Netflix Inc. was one of the biggest winners in the early days of the pandemic, as people sheltered in place and turned to streaming content, but subscriber momentum has slowed more than a year into the COVID-19 crisis.
The company’s story may be more complicated than simply a case of a COVID-19 high flyer coming back to earth as life returns to normal. Netflix’s
latest results and outlook, which underwhelmed expectations, are sure to spark “vigorous debate” about how much of Netflix’s slowing traction can be attributed to demand that was pulled forward in the early days of the pandemic, and how much might be the result of other factors, according to Bernstein analyst Todd Juenger.

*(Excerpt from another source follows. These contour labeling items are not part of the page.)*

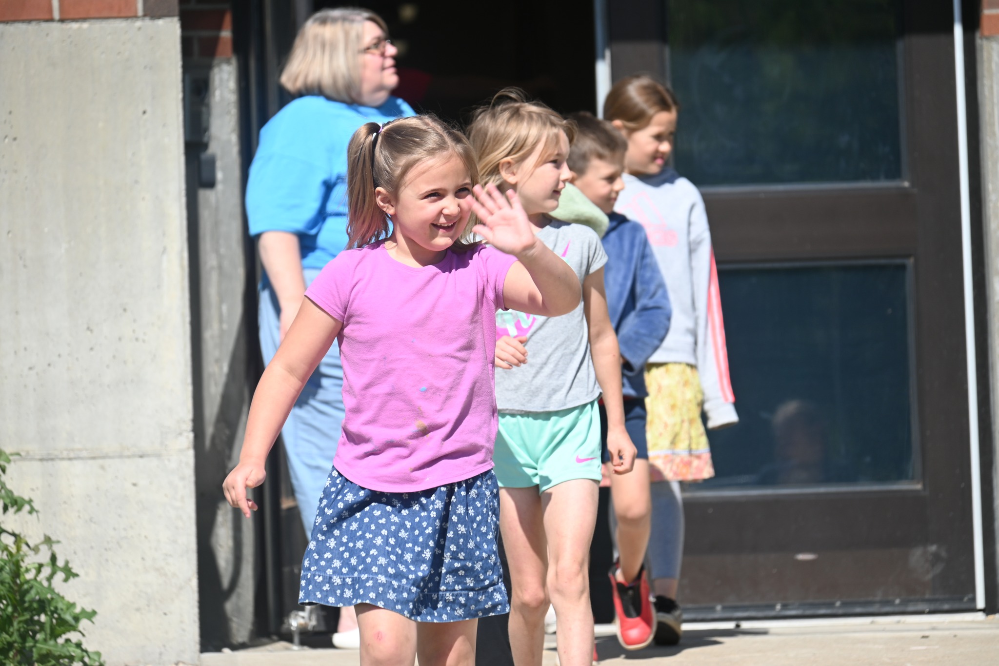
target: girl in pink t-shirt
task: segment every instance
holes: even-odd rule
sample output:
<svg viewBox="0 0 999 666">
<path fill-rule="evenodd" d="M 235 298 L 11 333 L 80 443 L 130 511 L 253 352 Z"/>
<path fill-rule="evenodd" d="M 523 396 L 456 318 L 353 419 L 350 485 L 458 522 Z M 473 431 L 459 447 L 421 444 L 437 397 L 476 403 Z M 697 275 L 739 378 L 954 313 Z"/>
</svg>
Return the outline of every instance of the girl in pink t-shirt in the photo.
<svg viewBox="0 0 999 666">
<path fill-rule="evenodd" d="M 300 602 L 356 605 L 363 663 L 419 654 L 424 666 L 471 665 L 477 618 L 508 610 L 496 544 L 496 311 L 568 313 L 578 281 L 515 195 L 476 185 L 471 147 L 441 121 L 364 125 L 348 160 L 352 249 L 306 292 L 223 488 L 245 515 L 256 510 L 246 489 L 263 483 L 289 409 L 336 338 L 346 416 L 329 433 L 340 441 Z M 469 230 L 473 211 L 481 224 Z"/>
</svg>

For his part, Juenger argues that Netflix’s subscriber problems are “mostly” a problem of accelerated demand during the pandemic that could see the balance of subscriber additions shifted more toward last year.

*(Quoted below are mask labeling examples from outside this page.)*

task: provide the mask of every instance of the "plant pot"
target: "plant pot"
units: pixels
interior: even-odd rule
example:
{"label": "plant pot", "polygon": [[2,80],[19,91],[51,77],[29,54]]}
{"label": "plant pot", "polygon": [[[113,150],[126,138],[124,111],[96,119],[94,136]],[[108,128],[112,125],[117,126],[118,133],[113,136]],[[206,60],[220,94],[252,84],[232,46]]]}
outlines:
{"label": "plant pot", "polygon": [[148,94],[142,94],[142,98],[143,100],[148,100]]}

“If one believes the pace of ‘normal’ annual growth in this life-cycle phase is 25-30 million [net additions], and FY20 delivered 37 million (i.e. +8-9 million above ‘normal’), then perhaps FY21 should be expected to deliver roughly 8-9 million below ‘normal.’” Juenger conjured, while noting that this back-of-the-envelope math “comes close” to his new base-case subscriber forecast, which calls for 21 million net additions this year with the bulk of that weighted toward the second half of 2021.

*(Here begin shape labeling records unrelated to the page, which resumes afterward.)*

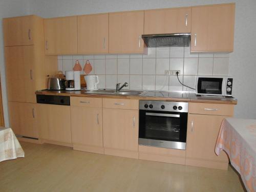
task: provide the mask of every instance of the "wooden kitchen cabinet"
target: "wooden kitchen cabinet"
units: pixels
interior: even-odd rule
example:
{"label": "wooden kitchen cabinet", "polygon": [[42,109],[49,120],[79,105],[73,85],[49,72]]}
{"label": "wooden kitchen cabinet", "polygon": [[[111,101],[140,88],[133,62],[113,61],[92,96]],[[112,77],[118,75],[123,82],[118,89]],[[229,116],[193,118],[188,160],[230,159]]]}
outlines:
{"label": "wooden kitchen cabinet", "polygon": [[138,158],[138,110],[103,109],[105,154]]}
{"label": "wooden kitchen cabinet", "polygon": [[38,138],[36,103],[8,102],[10,126],[19,136]]}
{"label": "wooden kitchen cabinet", "polygon": [[109,53],[143,53],[144,11],[109,13]]}
{"label": "wooden kitchen cabinet", "polygon": [[46,55],[77,53],[77,17],[44,20]]}
{"label": "wooden kitchen cabinet", "polygon": [[192,7],[191,52],[233,51],[234,4]]}
{"label": "wooden kitchen cabinet", "polygon": [[190,33],[191,7],[145,10],[144,34]]}
{"label": "wooden kitchen cabinet", "polygon": [[79,54],[109,53],[109,13],[77,16]]}
{"label": "wooden kitchen cabinet", "polygon": [[70,106],[38,104],[37,115],[43,142],[70,146]]}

Thinking about the two-year period on the whole, Juenger wrote that 37 million net additions in 2020 along with an estimated 21 million net additions for 2021 would yield 58 million in total, “near the high end of ‘normal.’”
He admitted that the pandemic’s impact on the timing of subscriber additions may not be the only reason for the recent slowdown, pointing to comments from Netflix’s management team about how the first half of the year is expected to be lighter from a content perspective given that the COVID-19 crisis disrupted production.
While Juenger thinks Netflix’s value proposition is more about the breadth of content than new blockbuster hits, he said that Netflix’s gross additions “can undoubtedly be ‘hit boosted.’” At the same time, he “categorically reject[ed]” the idea that Netflix’s disappointing subscriber growth and outlook signal that the streaming market, or the company itself, is nearing maturity.
Juenger rates the stock at outperform but lowered his price target to $617 from $671.
Stifel analyst Scott Devitt also attributed the recent trends to tough comparisons relative to earlier periods of pandemic-driven strength.
“We have been waiting for Netflix to have the quarter in which the pull forward became evident and the 1Q:21 results served as that moment,” Devitt wrote in a note to clients. He expects that it will take Netflix three to nine months to work through steep comparisons to the pandemic-fueled results, after which investors could see “a multi-year period in which the stock can compound at a rate consistent with revenue growth or ~15% per annum, allowing for some multiple compression given rising operating margins.”
He upgraded the stock to buy from hold while boosting his price target to $560 from $550.
Guggenheim’s Michael Morris argued that a programming ramp in the second half of the year will be key to driving a reacceleration in membership trends after the latest numbers served to “shake confidence.”
“We are confident in the industry-wide global streaming video growth opportunity but believe results and guidance will call ultimate long-term member levels and the cost to acquire and maintain members into question,” he wrote. “This likely makes Netflix a ‘show me’ story at least until 2Q earnings.”
Morris has a buy rating on the stock but lowered his price target to $600 from $625.
Needham’s Laura Martin had a more downbeat take, writing that the company faces competitive issues that could impact its market share.
“In our view, spending more money on entertainment content won’t work against new streaming competitors who are innovating with price, bundling, genre diversity (ie, live sports and news), business models, etc.,” she wrote, while reiterating an underperform rating. “We believe that hit entertainment content is necessary, but not sufficient, to compete in the streaming wars going forward.”
At least 14 analysts lowered their price targets on Netflix’s stock after the latest results, according to FactSet, while one analyst increased their target. Of the 43 analysts tracked by FactSet who cover Netflix’s stock, 32 have the equivalent of buy ratings, six have hold ratings, and five have sell ratings, with an average price target of $608.46.
Netflix shares have declined 12.2% over the past three months though they’re up 17.3% over a 12-month span. The S&P 500 has risen 7.3% over three months and 51.6% over 12 months.